Film review: The Glass Castle – Brie Larson in dysfunctional family drama, based on Jeannette Walls’ memoir
After being raised off the grid by her out-there parents, budding journalist Larson craves normality. But she can’t escape her past in this uneven tale, where only Woody Harrelson as her father makes a lasting impression
A family living off the grid – if that pitch sounds familiar, then you’re probably thinking of director Matt Ross’ Captain Fantastic from last year, with Viggo Mortensen playing the unconventional flower-power father. Based on real-life gossip columnist Jeannette Walls’ memoir, The Glass Castle covers the same terrain, albeit with less success.
The big draw here is the reunion between Brie Larson, the Oscar-winning actress from Room , and director Destin Daniel Cretton, who previously worked on Larson’s breakthrough Short Term 12. In this late-1980s tale, Larson plays Jeannette, who craves normality after being raised by her out-there folks (Naomi Watts, Woody Harrelson). When we first see them, they’re raiding rubbish bins and squatting in an apartment on New York’s Lower East Side.
Engaged to financial adviser David (Max Greenfield), rising journalist Jeannette has the world at her feet. But her past relationship with her parents still troubles her, not least as her tyrannical, hard-drinking father takes an instant dislike to her fiancé.
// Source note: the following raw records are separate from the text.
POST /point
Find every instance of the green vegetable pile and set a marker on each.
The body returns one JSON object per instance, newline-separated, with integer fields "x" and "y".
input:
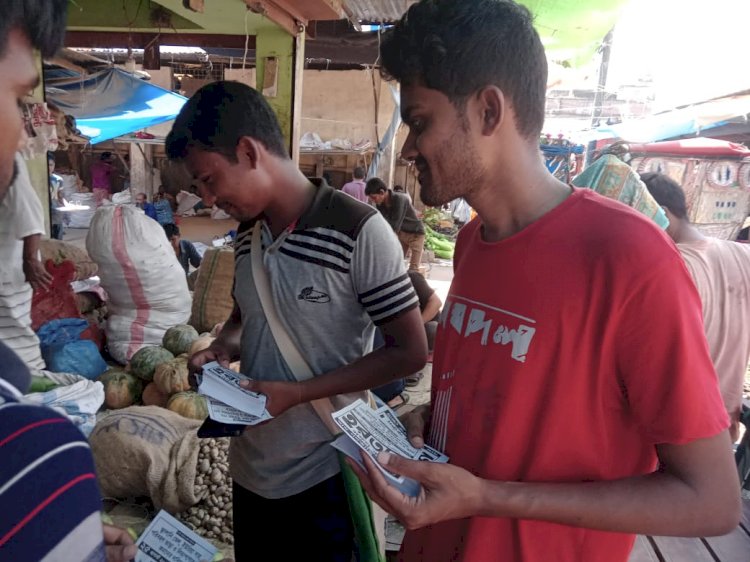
{"x": 440, "y": 244}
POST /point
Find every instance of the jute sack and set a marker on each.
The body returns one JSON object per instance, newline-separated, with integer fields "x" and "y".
{"x": 212, "y": 296}
{"x": 148, "y": 451}
{"x": 59, "y": 251}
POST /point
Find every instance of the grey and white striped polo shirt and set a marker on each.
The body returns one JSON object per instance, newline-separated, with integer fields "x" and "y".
{"x": 335, "y": 275}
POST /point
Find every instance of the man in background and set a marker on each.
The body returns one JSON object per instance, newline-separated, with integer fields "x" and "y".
{"x": 101, "y": 177}
{"x": 356, "y": 187}
{"x": 402, "y": 216}
{"x": 21, "y": 229}
{"x": 721, "y": 271}
{"x": 56, "y": 200}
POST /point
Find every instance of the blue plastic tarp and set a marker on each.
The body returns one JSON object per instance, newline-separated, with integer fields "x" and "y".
{"x": 111, "y": 102}
{"x": 692, "y": 120}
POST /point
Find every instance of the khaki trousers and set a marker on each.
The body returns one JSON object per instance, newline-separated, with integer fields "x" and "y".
{"x": 413, "y": 242}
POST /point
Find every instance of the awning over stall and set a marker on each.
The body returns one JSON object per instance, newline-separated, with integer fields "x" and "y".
{"x": 110, "y": 102}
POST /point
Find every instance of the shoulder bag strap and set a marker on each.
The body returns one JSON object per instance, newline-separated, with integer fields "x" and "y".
{"x": 289, "y": 351}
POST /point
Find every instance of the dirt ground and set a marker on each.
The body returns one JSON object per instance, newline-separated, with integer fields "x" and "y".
{"x": 196, "y": 229}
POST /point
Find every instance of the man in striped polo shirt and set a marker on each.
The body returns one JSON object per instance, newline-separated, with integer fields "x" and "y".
{"x": 48, "y": 493}
{"x": 335, "y": 271}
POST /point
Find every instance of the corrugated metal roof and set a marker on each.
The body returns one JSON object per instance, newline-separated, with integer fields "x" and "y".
{"x": 377, "y": 11}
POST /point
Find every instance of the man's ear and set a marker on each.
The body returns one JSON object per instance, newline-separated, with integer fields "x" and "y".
{"x": 249, "y": 151}
{"x": 491, "y": 107}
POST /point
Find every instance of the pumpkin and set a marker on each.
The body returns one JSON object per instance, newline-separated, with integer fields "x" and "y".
{"x": 189, "y": 404}
{"x": 178, "y": 339}
{"x": 152, "y": 396}
{"x": 143, "y": 363}
{"x": 121, "y": 389}
{"x": 172, "y": 377}
{"x": 201, "y": 343}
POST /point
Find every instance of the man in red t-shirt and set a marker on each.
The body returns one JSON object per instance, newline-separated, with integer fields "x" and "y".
{"x": 570, "y": 361}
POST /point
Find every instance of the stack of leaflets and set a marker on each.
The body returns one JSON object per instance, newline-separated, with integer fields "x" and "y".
{"x": 168, "y": 540}
{"x": 376, "y": 431}
{"x": 227, "y": 401}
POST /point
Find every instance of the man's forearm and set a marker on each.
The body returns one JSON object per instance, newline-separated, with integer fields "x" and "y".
{"x": 655, "y": 504}
{"x": 660, "y": 503}
{"x": 375, "y": 369}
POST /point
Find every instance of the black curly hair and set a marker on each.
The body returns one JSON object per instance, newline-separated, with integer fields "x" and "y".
{"x": 459, "y": 47}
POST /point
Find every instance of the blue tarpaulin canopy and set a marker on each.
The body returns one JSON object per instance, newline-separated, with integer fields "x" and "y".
{"x": 692, "y": 120}
{"x": 111, "y": 102}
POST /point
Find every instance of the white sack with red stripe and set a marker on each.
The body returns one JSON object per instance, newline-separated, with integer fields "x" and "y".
{"x": 138, "y": 268}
Frequently, we cut back to her difficult childhood – particularly a kitchen accident when she was left unsupervised at the stove and suffered a mishap that left her permanently scarred.
Unfortunately, this yo-yo structure disrupts the rhythm of the film, and Cretton never finds a satisfactory solution. Too often, you’re watching one section wishing you were back in the other.
It doesn’t help that Larson, styled with bouffant hair and shoulder pads, feels like a Dynasty caricature. Only Harrelson really cuts deep into his character, leaving a deep, dark impression. The rest needs work.